CRUX: Lenten Meditations with Deacon Mike and MJ.
Tuesday evenings at 6:30 or Thursday afternoons at 3:30
Adoration in the Historic Church
Every Friday from 9:00 AM – 5:00 PM.
Stations of the Cross – Every Friday after 5:30 Mass
Meatless Soup Supper – Every Friday after Stations in the Family Life Center. A reminder that all Fridays of Lent are obligatory days of abstinence (no meat) for Catholics from age 14 until age 59.
Lent doesn’t require hours of extra time to be meaningful!
Give God your heart and he will transform it with his love.

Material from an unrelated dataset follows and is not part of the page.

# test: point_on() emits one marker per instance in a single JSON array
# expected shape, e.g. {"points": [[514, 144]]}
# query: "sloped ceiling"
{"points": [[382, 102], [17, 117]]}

Lent Questions and Answers: How can we explain our Lenten practice of fasting and abstaining from eating meat? Fasting is a biblical discipline that can be defended from both the Old and New Testament. Christ expected his disciples to fast (Mt 9:14-15) and issued instructions for how they should do so (Mt 6:16-18). Catholics follow this pattern by holding a partial fast on Ash Wednesday and Good Friday. Abstinence from certain foods is also a biblical discipline. In Daniel 10:2-3 we read, “In those days I, Daniel, was mourning for three weeks. I ate no delicacies, no meat or wine entered my mouth, nor did I anoint myself at all, for the full three weeks.” Catholics use a practice similar to Daniel’s when, as a way of commemorating Christ’s Crucifixion on a Friday, we abstain from eating meat on the day of that day of the week during Lent. The only kind of flesh we eat on Friday is fish, which is a symbol of Christ.